Home Video Hovel: Shakedown, by David Bax
James Glickenhaus’ Shakedown is really two movies. Neither of them is especially good but one of them is, at least, a great deal of fun. Glickenhaus’ inability to maintain a consistent tone shouldn’t really be surprising, though, once you realize this is a movie that can’t even keep its characters’ names straight. The cop whose death kicks off the plot is mostly known as Patrick O’Leary except when, on at least two occasions, he is suddenly referred to as Dan O’Leary. Maybe Dan is Patrick’s alternate reality counterpart and his backwards dimension is crossing over with ours, turning up into down and left into right, as well as apparently turning the Red Hot Chili Peppers into rap music and Jimi Hendrix into heavy metal (baffling assertions that are both made by characters here). Or maybe this is all just par for the course in a movie where Sam Elliott plays a seemingly superhuman action hero who dangles off overpasses, blows up motorcycles and jumps onto moving airplanes.
When Patrick/Dan O’Leary (Jude Ciccolella), an off-duty police officer, is gunned down in Central Park by a drug dealer (Richard Brooks), public defender Roland Dalton (Peter Weller) is assigned to defend the killer. With the help of loner, iconoclast detective Richie Marks (Elliott), apparently the one honest man in the NYPD, Dalton comes to find that the shooting was in self-defense and that O’Leary belonged to a corrupt ring of cops who are robbing dealers and selling the goods themselves. Now it’s up to Dalton and Marks to take down the whole cabal. Pretty much everything that happens next is incredibly far-fetched but Glickenhaus goes at least a short way toward grounding events by shooting on location. Shakedown is, if nothing else, a tactile time capsule of late 1980s Manhattan, complete with multiple loving shots of the World Trade Center.
Of course, that also means the movie is guilty of a particular, late 80s brand of cinematic racism. There is hardly a black character in the whole movie who isn’t either a drug addict or a drug dealer. The other main reason black men exist in the movie’s world is so that white criminals can by threatened with being raped by them should they be sent to prison. That specific thing happens two different times.

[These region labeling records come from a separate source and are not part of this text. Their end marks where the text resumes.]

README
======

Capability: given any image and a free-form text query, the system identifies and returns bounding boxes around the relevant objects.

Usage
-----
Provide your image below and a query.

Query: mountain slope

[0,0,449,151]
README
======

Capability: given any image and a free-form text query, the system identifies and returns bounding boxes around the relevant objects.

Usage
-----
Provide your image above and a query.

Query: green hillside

At least you rarely have to be offended for too long before getting distracted by one of the over-the-top action sequences that keep breaking out in the middle of this otherwise gritty (but no less ludicrous) crime drama. Sometimes Glickenhaus (who also wrote the screenplay) seems to be intentionally having a laugh over the juxtaposition, like when Dalton goes directly from a smash-em-up car chase to a court proceeding like he has one of those Last Action Hero tickets and he’s jumping from movie to movie. Shakedown may be two different films but at least one of them has Elliott swinging from a lamppost with a massive pistol in his hand.
Shout’s transfer is impeccable. Whatever they used as a source was spectacularly well-preserved as this often looks like a freshly struck print. The audio is in stereo.
The all-new special features include lots participation from Glickenhaus. He filmed an introduction, recorded a commentary and sat for an interview. There’s even an entire featurette devoted to the time he saved Miles Davis from a car wreck.